Another analysis included 23 studies with 2,268,338 participants. Compared to the lowest-level consumption, total coffee reduced the relative risk of melanoma by 20%, caffeinated coffee by 15%, and decaffeinated coffee by only 8%. In addition, a clear dose-response relationship could be observed: the melanoma risk decreased for each cup/day by 3% for all coffee, and by 4% for caffeinated coffee [7].

Another protective habit after diagnosis of melanoma is the use of acetyl salicylic acid (ASS) [8]. Researchers evaluated data from a retrospective cohort of 1,522 patients who were diagnosed with melanoma between 2000 and 2014 and were followed up through September 2016. In patients diagnosed with a melanoma Stage II or III, ASS use was associated with a survival benefit. ASS use was associated with longer overall survival in univariate analysis and after controlling for age, sex, stage, and treatment modalities. In turn, patients taking ASS before diagnosis were less likely to be diagnosed with Stage III or IV disease.
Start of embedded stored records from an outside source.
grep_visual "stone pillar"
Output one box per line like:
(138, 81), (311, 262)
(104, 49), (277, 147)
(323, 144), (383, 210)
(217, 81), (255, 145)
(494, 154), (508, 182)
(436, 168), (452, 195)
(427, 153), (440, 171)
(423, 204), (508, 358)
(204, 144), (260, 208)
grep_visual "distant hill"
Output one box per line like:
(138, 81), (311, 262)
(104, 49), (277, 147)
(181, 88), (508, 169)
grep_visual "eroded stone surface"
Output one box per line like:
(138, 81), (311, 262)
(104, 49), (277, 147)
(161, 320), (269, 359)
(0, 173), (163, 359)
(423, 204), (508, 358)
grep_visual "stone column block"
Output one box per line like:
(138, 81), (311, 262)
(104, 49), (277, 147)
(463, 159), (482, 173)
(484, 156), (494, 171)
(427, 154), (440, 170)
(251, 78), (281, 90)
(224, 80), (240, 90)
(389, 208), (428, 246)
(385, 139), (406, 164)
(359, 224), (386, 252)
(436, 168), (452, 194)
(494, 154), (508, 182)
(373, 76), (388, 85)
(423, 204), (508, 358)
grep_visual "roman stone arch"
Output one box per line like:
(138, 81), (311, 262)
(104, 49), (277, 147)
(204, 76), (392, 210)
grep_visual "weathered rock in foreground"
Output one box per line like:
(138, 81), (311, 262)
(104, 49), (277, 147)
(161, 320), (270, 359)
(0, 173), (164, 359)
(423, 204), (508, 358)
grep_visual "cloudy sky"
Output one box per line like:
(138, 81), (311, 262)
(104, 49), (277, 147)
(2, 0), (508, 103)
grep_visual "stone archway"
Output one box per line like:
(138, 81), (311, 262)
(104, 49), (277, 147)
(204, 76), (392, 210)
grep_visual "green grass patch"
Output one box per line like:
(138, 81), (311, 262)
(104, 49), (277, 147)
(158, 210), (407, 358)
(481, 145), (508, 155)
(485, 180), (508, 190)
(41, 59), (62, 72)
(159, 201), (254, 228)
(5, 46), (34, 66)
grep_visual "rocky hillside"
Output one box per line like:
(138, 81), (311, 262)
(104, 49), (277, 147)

Therefore, the therapeutic potential of ASS will now be evaluated in a clinical trial.

  1. Kelm, C. Abstract 6722, AAD Annual Meeting, February 16–20 2018.
  2. Strouse, JJ. et al. J Clin Oncol 2005;23:4735–41.
  3. Campbell, LB. et al. J Pediatr 2015;166:1505–13.
  4. Eggen, CAM. et al. J Eur Acad Dermatol Venereol 2017 Oct 28.
  5. Liu, J. et al. PLoS one 2016 Jan 27;11:e0147056.
  6. Wang, J. et al. Eur J Nutr 2016;55:1317–29.
  7. Rachidi, S. et al. J Am Acad Dermatol January 6, 2018

The content and interpretation of these conference highlights are the views and comments of the speakers/authors.